The original study is published in the 7/28/05 issue of the New England Journal of Medicine. (Abstract; subscription required for full text.):
Results During the last 12 months before they were interviewed, 6.6 percent of children in the United States had no insurance and an additional 7.7 percent had gaps in insurance. Children who had full-year insurance coverage (private or public) had low rates of unmet health care needs and good access to care (delayed care, unmet medical care, and unfilled prescriptions were reported in <3 percent, and <5 percent had no usual place of care). Access to care was much worse for children who were uninsured for part of the year and for those who were uninsured for the full year (delayed care, 20.2 percent and 15.9 percent, respectively; unmet medical care, 13.4 percent and 12.6 percent, respectively; unfilled prescriptions, 9.9 percent and 10.0 percent, respectively; P<0.01 for all comparisons with children with full-year, private insurance coverage). In multivariate analyses adjusting for age, income, race or ethnic group, region, citizenship, family structure, parental employment, and health status, the differences in access to care persisted. As compared with the parents of children with full-year, private insurance, parents of children uninsured for the full year were far more likely to report delaying care (adjusted odds ratio, 12.65; 95 percent confidence interval, 9.45 to 16.94), as were parents of children uninsured for part of the year (adjusted odds ratio, 13.65; 95 percent confidence interval, 10.41 to 17.90).

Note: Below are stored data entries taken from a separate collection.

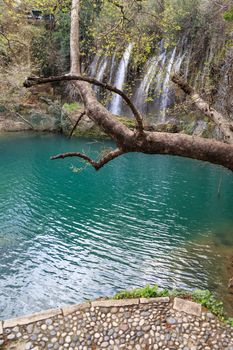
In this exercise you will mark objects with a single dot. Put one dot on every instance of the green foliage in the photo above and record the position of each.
(207, 299)
(71, 107)
(146, 292)
(228, 15)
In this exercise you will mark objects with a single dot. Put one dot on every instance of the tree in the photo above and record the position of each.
(138, 140)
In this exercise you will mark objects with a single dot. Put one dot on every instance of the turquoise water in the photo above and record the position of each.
(66, 236)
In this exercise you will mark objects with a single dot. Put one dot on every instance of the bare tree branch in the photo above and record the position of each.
(96, 164)
(76, 124)
(224, 125)
(37, 80)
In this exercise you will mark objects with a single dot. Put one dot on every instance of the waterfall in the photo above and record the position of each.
(93, 66)
(165, 89)
(112, 68)
(115, 106)
(99, 74)
(144, 87)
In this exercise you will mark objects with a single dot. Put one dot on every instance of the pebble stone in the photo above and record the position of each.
(149, 326)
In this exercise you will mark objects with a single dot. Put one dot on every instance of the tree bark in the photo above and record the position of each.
(127, 140)
(224, 125)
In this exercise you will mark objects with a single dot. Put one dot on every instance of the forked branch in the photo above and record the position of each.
(96, 164)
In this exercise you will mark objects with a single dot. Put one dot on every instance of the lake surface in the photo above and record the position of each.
(67, 236)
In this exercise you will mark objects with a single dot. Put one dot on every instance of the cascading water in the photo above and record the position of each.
(155, 81)
(115, 106)
(166, 89)
(143, 90)
(112, 68)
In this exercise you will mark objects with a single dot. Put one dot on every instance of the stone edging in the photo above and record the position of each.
(181, 305)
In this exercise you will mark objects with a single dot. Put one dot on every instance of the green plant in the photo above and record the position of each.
(207, 299)
(146, 292)
(203, 297)
(228, 15)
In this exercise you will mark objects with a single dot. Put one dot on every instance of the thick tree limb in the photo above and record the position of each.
(36, 80)
(96, 164)
(167, 144)
(224, 125)
(128, 141)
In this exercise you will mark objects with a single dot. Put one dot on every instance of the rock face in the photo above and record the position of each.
(129, 324)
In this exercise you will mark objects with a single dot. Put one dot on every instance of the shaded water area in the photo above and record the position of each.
(67, 236)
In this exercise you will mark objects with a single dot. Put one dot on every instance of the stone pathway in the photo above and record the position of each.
(134, 324)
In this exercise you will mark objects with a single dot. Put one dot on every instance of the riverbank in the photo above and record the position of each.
(155, 323)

Conclusions Children with gaps in health insurance coverage commonly do not seek medical care, including preventive visits, and do not get prescriptions filled. These findings are important for both research and policy and point to the need for more encompassing and sensitive measures of the situation of being uninsured.

Refer to my post from yesterday, CBPP Study: Government Programs have significantly reduced poverty. Also note that getting kids better access and use of preventive health care measures while they're young, translates into fewer health problems when they're older and therefore lower health care costs in the long run. This is a major tenet of John Kerry's Kids First Act (S.114), which would extend S-CHIP coverage to 11 million more low-income children, greatly improving their use of preventive health care, according to this new study cited above.

Who could be against helping children get better health care? Apparently the Republicans in Congress can, as the Kids First Act still languishes in committee, and Republicans have offered no credible alternative, while they seek to extend the tax cuts for the wealthy and increase the deficit with their Social Security scheme (not to mention $4B/month on the Iraq War).